Brittlebush–a widespread and very drought-resistant woody shrub with bright yellow flowers–is one of the most conspicuous desert plants when in bloom from late winter to mid-spring.  During really dry, hot years with little soil moisture, their green leaves can appear almost white because they are covered with soft, matted “hairs” that helps deflect the sun’s harsh rays; sort of like a sunscreen.

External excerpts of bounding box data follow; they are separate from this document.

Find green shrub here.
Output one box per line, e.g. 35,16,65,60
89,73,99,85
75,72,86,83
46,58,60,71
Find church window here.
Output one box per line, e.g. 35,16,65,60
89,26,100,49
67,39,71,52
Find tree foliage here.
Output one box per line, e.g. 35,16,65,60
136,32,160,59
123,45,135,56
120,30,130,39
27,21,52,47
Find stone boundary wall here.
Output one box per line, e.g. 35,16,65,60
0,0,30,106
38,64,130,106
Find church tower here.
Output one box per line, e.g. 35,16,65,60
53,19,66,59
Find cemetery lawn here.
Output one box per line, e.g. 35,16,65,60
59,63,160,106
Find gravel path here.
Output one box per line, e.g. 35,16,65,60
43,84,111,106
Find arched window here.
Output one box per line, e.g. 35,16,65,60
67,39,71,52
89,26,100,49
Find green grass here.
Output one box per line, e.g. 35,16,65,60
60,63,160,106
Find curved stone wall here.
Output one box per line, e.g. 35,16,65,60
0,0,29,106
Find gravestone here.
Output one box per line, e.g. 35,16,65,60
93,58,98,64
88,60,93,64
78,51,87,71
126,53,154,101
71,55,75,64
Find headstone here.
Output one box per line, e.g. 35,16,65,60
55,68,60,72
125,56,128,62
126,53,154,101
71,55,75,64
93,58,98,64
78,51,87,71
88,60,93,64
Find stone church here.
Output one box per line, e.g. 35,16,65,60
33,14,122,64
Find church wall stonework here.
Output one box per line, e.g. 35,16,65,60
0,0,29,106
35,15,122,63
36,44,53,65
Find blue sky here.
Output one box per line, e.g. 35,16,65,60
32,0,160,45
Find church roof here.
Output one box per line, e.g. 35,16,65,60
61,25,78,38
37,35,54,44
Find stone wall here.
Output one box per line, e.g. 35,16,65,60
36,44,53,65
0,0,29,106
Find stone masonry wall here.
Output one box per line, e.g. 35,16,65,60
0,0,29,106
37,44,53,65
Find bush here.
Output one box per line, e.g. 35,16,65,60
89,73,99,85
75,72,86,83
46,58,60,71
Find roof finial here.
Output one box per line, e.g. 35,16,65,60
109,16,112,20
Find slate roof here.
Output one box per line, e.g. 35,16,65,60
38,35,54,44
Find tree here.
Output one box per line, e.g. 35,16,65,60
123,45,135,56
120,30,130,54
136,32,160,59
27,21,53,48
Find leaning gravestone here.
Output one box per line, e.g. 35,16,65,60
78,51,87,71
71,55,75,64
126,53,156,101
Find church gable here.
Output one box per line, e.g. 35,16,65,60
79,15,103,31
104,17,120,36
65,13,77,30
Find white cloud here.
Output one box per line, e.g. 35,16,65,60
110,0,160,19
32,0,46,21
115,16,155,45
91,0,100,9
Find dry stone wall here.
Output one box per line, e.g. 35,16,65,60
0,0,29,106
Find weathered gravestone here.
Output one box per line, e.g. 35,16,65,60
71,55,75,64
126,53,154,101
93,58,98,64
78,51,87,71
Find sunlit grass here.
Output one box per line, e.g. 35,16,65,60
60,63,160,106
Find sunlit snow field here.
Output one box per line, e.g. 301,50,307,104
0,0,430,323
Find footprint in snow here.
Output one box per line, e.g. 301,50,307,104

In fact, the hotter and drier the growing season, the smaller and whiter are the leaves produced.  Smaller leaves transpire (lose) less water and the denser the leaf-hairs, the better the sun protection. During prolonged droughts, they will lose their leaves entirely and forgo flowering to conserve water and survive. Even in wetter years, you might also notice that there are few wildflowers growing with them. To compete for space and limited water, when it rains, seed germination-inhibiting chemicals leach out of Brittlebush leaves and into the soil so that few species of annual wildflowers can grow under them. Another amazing example of desert plant adaptations that enable them to compete for limited resources in a challenging environment.  Brittlebush is a member of the sunflower family. The hairs on the brittlebush plant serve several purposes. Many desert plants have hairy leaves or stems. The hairs act like a blanket over the leaves to protect them from the heat and cold. The white color reflects the sunlight helping to keep the plant cool. They also help trap any moisture and reduce the amount of water lost.